The artist Mark Dion stood in the hallway of a three-story house in Troy Hill in Pittsburgh recently, ruminating on what was about to become a unique home for his wildly unusual array of creations.

From 1956 through 2018, the modest house in a working-class neighborhood belonged to the Christopher family. But after the matriarch, Margaret Christopher, died in 2017, it was offered by her two sons to Evan Mirapaul, a philanthropic art collector and local resident.

Over the past two years, the house was gutted, rebuilt and meticulously transformed into a permanent installation to showcase Dion’s work, which opens to the public on Saturday.

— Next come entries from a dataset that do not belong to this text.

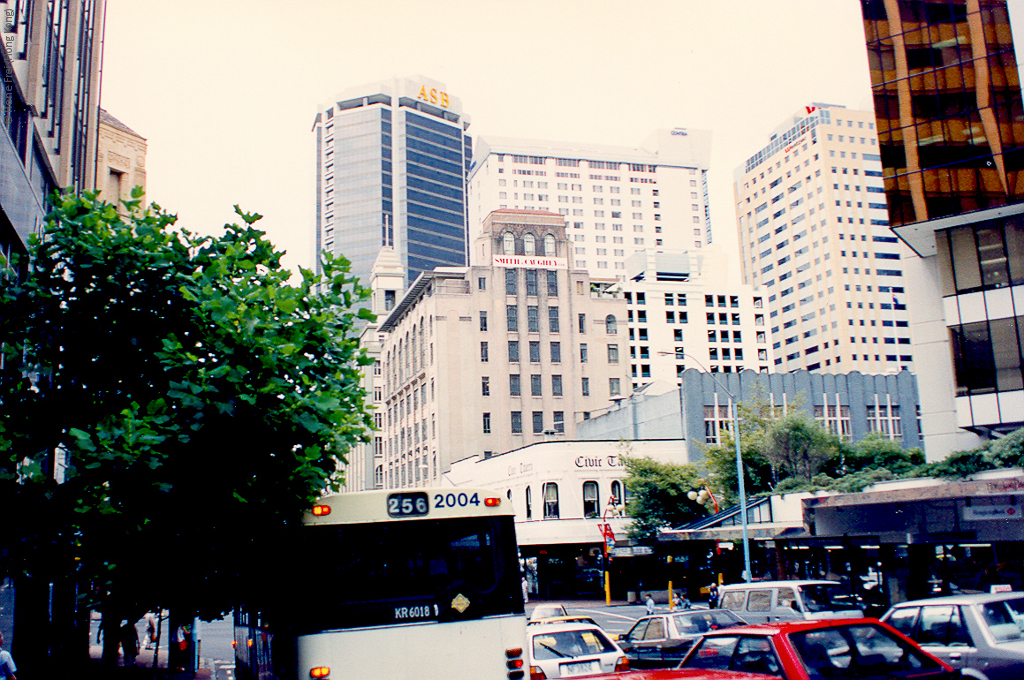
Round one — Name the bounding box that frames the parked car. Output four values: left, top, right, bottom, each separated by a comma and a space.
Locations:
528, 615, 601, 627
618, 609, 747, 668
670, 618, 957, 679
882, 592, 1024, 680
528, 622, 630, 678
529, 603, 570, 621
717, 580, 864, 624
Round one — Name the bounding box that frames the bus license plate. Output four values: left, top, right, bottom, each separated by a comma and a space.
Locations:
560, 660, 601, 676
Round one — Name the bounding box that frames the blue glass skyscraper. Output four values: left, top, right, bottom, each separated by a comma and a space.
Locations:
313, 76, 472, 290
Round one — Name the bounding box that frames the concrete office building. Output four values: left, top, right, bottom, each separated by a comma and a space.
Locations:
859, 0, 1024, 456
95, 109, 147, 213
577, 368, 923, 466
468, 130, 713, 281
733, 105, 917, 375
618, 245, 774, 391
1, 0, 105, 272
312, 76, 472, 290
376, 209, 629, 489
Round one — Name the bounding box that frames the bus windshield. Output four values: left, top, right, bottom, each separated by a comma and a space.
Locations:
283, 515, 522, 634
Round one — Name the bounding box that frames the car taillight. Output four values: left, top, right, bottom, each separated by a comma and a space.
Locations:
309, 667, 330, 678
614, 656, 629, 672
311, 505, 331, 516
530, 666, 547, 680
506, 647, 524, 679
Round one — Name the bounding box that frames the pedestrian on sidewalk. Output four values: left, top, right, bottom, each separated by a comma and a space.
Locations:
0, 632, 17, 680
144, 612, 157, 650
120, 621, 139, 666
645, 592, 655, 615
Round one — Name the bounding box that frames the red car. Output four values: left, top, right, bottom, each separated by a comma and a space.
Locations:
591, 618, 958, 680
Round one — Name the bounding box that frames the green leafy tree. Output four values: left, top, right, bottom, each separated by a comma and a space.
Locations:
622, 456, 706, 542
0, 190, 373, 668
764, 410, 842, 484
703, 398, 777, 506
927, 426, 1024, 478
842, 431, 924, 475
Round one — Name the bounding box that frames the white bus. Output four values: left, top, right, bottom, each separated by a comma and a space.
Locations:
234, 488, 527, 679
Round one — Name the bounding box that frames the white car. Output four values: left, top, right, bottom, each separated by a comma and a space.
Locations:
528, 622, 629, 679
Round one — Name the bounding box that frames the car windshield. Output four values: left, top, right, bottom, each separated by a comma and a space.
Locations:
532, 628, 617, 661
801, 584, 862, 612
671, 611, 744, 635
682, 635, 783, 675
790, 623, 941, 680
979, 597, 1024, 643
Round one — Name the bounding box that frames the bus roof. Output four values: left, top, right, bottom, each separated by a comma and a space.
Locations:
304, 488, 516, 525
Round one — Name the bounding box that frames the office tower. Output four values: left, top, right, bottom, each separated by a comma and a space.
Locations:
467, 130, 713, 280
376, 210, 629, 489
618, 245, 773, 390
1, 0, 106, 272
860, 0, 1024, 455
312, 76, 472, 291
733, 105, 916, 374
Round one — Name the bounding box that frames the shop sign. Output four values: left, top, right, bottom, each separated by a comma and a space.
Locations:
493, 255, 567, 269
963, 504, 1022, 521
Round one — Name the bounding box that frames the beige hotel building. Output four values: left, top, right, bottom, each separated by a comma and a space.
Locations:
375, 209, 629, 489
733, 105, 917, 374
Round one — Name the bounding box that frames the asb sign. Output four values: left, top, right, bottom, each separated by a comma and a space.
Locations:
493, 255, 567, 269
418, 86, 450, 108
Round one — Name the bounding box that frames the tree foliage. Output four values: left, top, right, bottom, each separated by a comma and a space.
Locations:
0, 190, 374, 630
925, 426, 1024, 478
622, 456, 705, 543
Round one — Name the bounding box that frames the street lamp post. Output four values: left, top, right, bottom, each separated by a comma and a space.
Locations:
661, 350, 752, 583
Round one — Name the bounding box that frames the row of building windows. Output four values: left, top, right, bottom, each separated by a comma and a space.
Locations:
483, 410, 566, 435
521, 480, 625, 520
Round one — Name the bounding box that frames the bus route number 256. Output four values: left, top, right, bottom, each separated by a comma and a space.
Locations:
387, 492, 429, 517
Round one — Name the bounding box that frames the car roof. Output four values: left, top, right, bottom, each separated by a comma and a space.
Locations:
890, 592, 1024, 607
719, 580, 839, 589
699, 617, 885, 636
528, 616, 599, 626
528, 622, 609, 635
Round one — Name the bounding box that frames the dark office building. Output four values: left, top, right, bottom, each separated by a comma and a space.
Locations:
860, 0, 1024, 453
312, 76, 472, 290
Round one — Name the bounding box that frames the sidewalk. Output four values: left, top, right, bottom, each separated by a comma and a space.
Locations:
87, 639, 214, 680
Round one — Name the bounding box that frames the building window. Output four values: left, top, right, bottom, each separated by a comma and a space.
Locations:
552, 374, 563, 396
482, 412, 491, 434
509, 340, 520, 363
580, 343, 588, 363
608, 344, 619, 363
544, 233, 556, 256
532, 411, 544, 434
531, 374, 542, 396
606, 315, 618, 334
529, 340, 541, 363
510, 374, 521, 396
503, 231, 515, 254
583, 481, 599, 518
704, 405, 732, 444
546, 270, 558, 297
950, 316, 1024, 396
480, 341, 489, 362
478, 276, 486, 290
548, 306, 560, 333
550, 341, 562, 363
579, 313, 586, 333
866, 404, 902, 439
524, 233, 536, 255
528, 306, 540, 333
581, 377, 590, 396
481, 376, 490, 396
505, 268, 517, 295
525, 486, 532, 520
543, 482, 559, 518
609, 378, 621, 396
814, 403, 852, 439
507, 304, 518, 331
554, 411, 565, 433
511, 411, 523, 434
525, 269, 538, 296
479, 311, 487, 331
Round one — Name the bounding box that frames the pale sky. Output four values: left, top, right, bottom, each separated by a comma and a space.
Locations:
96, 1, 1007, 276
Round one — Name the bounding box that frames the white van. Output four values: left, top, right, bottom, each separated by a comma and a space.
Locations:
717, 580, 864, 624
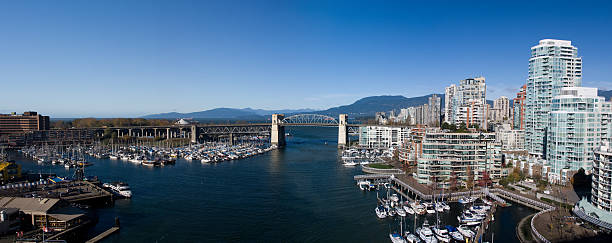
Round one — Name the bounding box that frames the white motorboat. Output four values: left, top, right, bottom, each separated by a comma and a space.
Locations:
395, 206, 407, 217
449, 231, 464, 242
343, 160, 358, 166
416, 226, 438, 243
458, 196, 477, 204
403, 205, 415, 215
433, 227, 450, 242
104, 182, 132, 198
405, 233, 420, 243
390, 193, 400, 202
390, 233, 407, 243
357, 180, 371, 191
375, 206, 387, 219
457, 225, 475, 238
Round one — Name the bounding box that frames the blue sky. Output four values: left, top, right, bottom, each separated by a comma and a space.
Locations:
1, 0, 612, 117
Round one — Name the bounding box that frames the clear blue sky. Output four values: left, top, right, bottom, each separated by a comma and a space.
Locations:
1, 0, 611, 118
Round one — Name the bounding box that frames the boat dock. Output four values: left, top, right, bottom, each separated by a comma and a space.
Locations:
86, 226, 120, 243
474, 204, 497, 242
355, 173, 555, 210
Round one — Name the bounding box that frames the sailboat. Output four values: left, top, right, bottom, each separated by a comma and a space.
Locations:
389, 216, 408, 243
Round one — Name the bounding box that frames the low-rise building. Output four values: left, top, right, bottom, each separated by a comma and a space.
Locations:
358, 126, 410, 148
0, 197, 87, 232
495, 124, 525, 151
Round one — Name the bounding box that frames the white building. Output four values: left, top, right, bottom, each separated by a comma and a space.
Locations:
492, 96, 510, 122
547, 87, 612, 182
359, 126, 410, 148
445, 77, 487, 129
444, 85, 457, 124
495, 124, 525, 151
525, 39, 582, 158
593, 142, 612, 212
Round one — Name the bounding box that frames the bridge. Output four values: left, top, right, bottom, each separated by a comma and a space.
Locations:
31, 114, 362, 148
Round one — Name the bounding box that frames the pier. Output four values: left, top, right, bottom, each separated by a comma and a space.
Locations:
86, 227, 120, 243
355, 174, 555, 210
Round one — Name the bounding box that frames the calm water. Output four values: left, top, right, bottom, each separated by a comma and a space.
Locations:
14, 127, 534, 242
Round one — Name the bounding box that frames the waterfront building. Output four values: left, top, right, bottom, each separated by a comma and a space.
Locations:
573, 142, 612, 231
445, 77, 487, 129
0, 112, 49, 146
593, 142, 612, 212
547, 87, 611, 182
416, 132, 502, 189
525, 39, 582, 158
495, 124, 525, 151
0, 197, 87, 232
513, 85, 527, 129
358, 126, 410, 148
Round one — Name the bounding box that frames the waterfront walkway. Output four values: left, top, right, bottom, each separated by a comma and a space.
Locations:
86, 227, 120, 243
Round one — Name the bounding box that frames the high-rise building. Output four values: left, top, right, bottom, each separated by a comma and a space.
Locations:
493, 96, 510, 122
547, 87, 611, 182
513, 85, 527, 129
592, 142, 612, 212
416, 132, 502, 189
525, 39, 582, 158
428, 94, 441, 127
446, 77, 487, 128
444, 85, 457, 124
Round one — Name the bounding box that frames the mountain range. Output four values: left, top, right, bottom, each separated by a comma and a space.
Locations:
142, 90, 612, 119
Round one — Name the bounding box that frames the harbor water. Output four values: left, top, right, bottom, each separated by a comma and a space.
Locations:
14, 127, 535, 242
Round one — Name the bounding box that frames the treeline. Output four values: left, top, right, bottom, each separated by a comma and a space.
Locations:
51, 118, 174, 129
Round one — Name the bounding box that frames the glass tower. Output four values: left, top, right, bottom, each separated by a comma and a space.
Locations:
525, 39, 582, 157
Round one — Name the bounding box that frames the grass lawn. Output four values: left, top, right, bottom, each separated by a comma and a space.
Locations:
367, 163, 395, 169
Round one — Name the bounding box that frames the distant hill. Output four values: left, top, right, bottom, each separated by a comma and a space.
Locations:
143, 92, 527, 120
142, 108, 316, 119
599, 90, 612, 100
314, 94, 444, 117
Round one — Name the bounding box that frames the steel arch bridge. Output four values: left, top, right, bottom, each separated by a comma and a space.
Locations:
281, 114, 339, 126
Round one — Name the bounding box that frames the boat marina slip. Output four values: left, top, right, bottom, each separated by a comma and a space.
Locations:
7, 127, 535, 242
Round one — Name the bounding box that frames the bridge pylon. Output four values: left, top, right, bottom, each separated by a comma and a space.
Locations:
271, 114, 286, 147
338, 114, 348, 148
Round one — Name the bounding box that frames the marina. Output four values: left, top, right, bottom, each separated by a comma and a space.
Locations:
6, 127, 538, 242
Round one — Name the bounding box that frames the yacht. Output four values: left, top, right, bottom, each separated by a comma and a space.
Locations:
389, 233, 407, 243
410, 201, 426, 215
395, 206, 407, 217
390, 193, 400, 203
405, 233, 421, 243
458, 196, 477, 204
403, 204, 415, 215
357, 180, 371, 191
457, 225, 475, 238
103, 182, 132, 198
439, 201, 451, 211
416, 225, 437, 243
432, 226, 450, 242
375, 206, 387, 219
343, 160, 358, 166
425, 203, 436, 214
445, 226, 464, 242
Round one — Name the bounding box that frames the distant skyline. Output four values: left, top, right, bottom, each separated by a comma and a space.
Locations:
1, 1, 612, 117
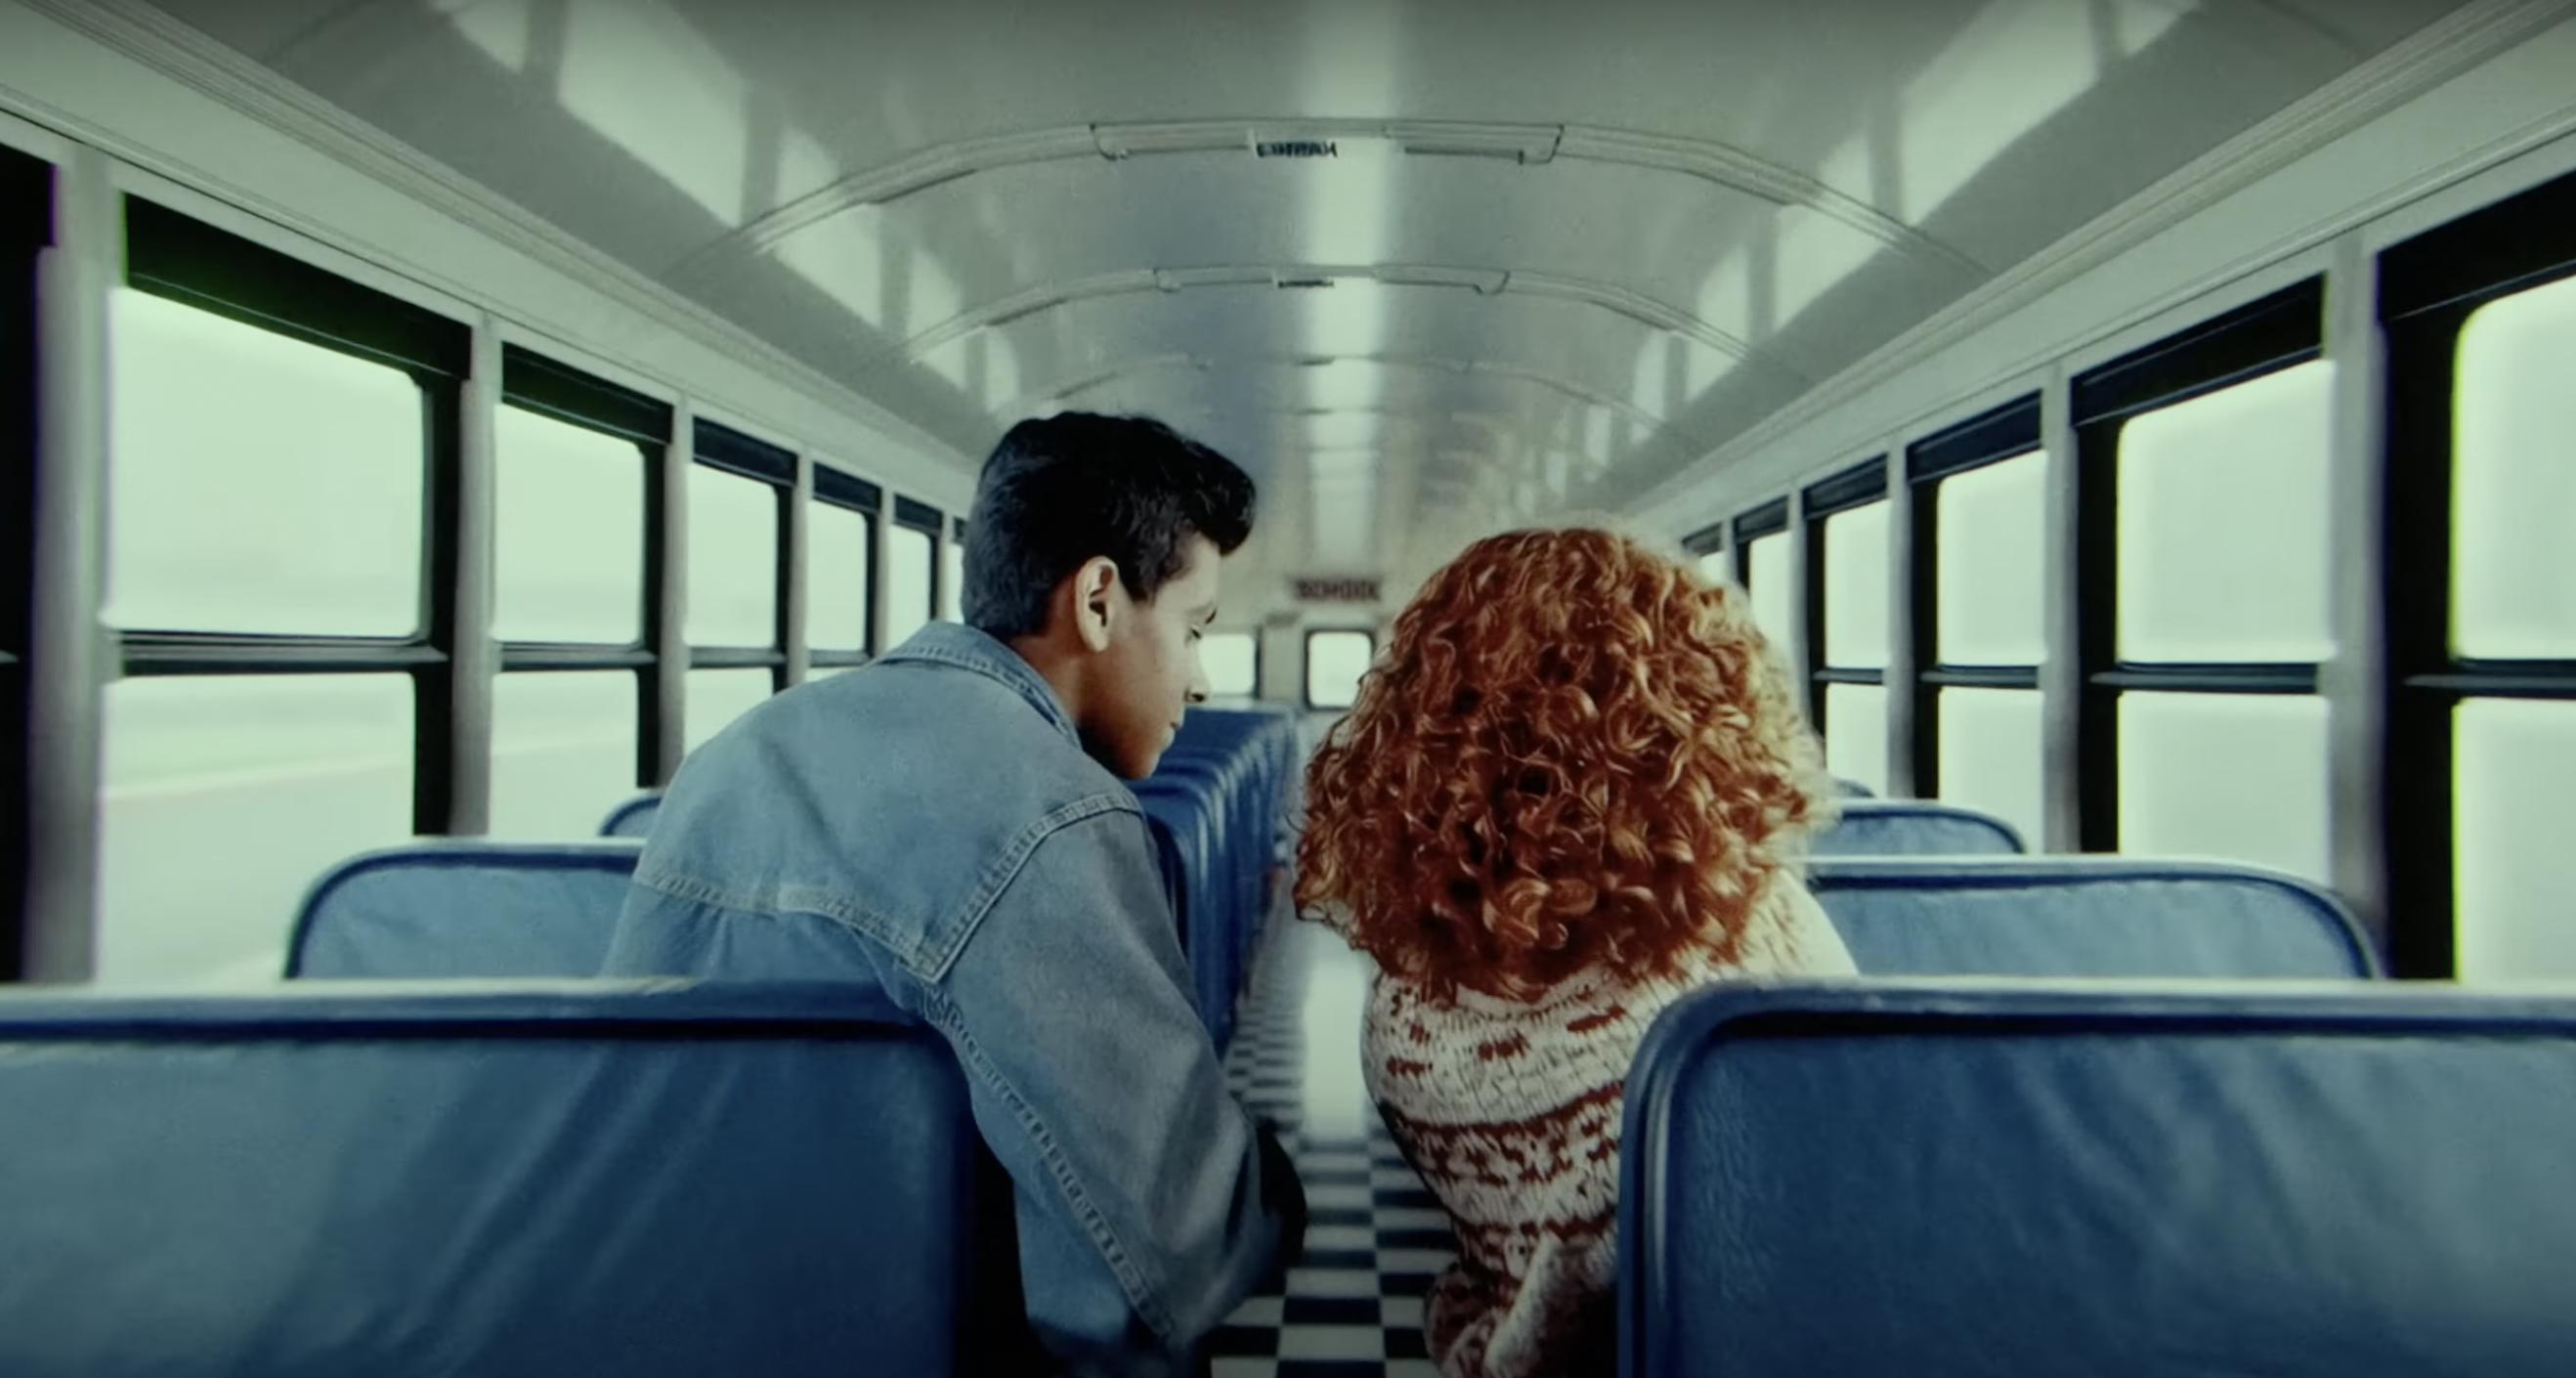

It combines the Massachusetts native’s fascination with obsessive collecting, ordering and the preservation of things, with questions over how natural history is understood in the Western world.

Mrs. Christopher’s House is the fourth art house in the Troy Hill Art Houses series, a project led by Mirapaul, 65, whose inspiration, he said, came from a trip he took in 2007 when he visited repurposed homes on the island of Naoshima in Japan.

Dion, 63, is no stranger to fleeting art exhibitions. Over the past 30 years he has produced a glow-in-the-dark pack-rat skeleton sculpture for the La Brea Tar Pits & Museum in Los Angeles; bears in caves in the remote Norwegian mountainside; and an enormous fish fountain in the coastal town of Stavoren, the Netherlands.